The agreement with the Australian tax authorities does not put Rio Tinto at risk. The company had total revenue of $63.5 billion in 2021 and after-tax profit of $21 billion.

And to Rio Tinto’s credit, the multinational has been quite open about its tax practices with the Australian Taxation Office (ATO), according to available information. The ATO had also told a committee of the Australian Parliament in 2015 that the company had “been fairly transparent” about the Singapore hub.

At the time of the A$1 billion deal, ATO Deputy Commissioner Rebecca Saint said: “Even prior to this deal, Rio was one of Australia’s largest income tax payers for many years, with a solid record of engagement with ATO in relation to its tax matters, although there are some areas of litigation. »

However, the question arises: what contribution should we expect from a multinational like Rio Tinto due to its presence in a territory rich in resources like Quebec?

Is the aluminum industry really creating wealth, as François Legault wishes, knowing what it pays in taxes and electricity rates, knowing that its productivity per kilowatt hour is very low in this era of energy scarcity and knowing that their jobs, in decline, are very expensive for the State, especially with the shortage of labor?

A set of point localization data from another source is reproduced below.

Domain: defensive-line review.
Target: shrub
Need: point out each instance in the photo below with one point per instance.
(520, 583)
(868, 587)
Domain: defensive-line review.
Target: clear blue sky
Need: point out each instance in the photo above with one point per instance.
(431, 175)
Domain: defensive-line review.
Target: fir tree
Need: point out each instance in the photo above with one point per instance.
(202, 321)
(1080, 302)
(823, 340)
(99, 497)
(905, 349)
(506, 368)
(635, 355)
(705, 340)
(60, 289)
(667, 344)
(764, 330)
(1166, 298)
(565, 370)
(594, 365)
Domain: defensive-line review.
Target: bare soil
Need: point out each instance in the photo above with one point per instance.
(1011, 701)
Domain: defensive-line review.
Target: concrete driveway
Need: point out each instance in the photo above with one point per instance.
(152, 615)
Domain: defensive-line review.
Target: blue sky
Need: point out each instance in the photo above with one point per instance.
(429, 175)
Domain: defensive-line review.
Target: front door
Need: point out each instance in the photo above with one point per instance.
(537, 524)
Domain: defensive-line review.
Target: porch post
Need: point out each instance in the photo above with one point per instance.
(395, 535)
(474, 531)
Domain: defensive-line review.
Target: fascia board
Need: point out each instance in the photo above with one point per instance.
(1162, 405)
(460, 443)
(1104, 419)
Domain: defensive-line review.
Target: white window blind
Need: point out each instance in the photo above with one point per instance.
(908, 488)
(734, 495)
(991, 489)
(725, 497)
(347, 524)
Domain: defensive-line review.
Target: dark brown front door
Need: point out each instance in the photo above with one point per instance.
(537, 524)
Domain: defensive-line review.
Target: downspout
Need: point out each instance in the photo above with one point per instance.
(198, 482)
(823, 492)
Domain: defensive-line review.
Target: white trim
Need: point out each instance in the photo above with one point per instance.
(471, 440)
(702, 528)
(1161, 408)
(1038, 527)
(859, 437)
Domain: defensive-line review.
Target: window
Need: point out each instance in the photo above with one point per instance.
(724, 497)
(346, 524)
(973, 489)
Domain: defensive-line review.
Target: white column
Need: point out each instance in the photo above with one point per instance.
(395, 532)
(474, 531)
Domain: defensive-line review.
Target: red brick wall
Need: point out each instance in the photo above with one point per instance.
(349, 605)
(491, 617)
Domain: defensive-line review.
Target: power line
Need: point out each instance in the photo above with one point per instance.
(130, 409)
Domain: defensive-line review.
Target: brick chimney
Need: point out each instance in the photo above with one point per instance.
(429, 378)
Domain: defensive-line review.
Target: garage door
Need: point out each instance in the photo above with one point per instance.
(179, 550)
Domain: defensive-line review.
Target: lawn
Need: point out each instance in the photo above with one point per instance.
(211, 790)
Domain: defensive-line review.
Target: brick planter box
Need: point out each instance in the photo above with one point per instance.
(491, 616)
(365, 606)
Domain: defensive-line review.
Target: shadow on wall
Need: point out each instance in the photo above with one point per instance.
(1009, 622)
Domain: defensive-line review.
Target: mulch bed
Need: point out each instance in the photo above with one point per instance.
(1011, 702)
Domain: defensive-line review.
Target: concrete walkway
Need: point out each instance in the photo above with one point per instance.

1. More specifically, Rio Tinto must pay an additional A$613 million for the years 2010 to 2021, on top of the A$378 million in additional taxes paid on earlier claims that were part of the dispute. During this period, Rio Tinto paid nearly $80 billion in taxes and royalties in Australia.

2. If we add the federal government, its aluminum tax payments from Quebec are close to 4% of its world total, while its aluminum smelters in Quebec account for 49% of its world production.

3. Rio Tinto benefits from even more advantageous conditions for 90% of its electricity needs by producing its own energy. Governments granted it the right to produce this energy in two ways: one for the Saguenay River, the other for the Péribonka River, at Saguenay-Lac-Saint-Jean.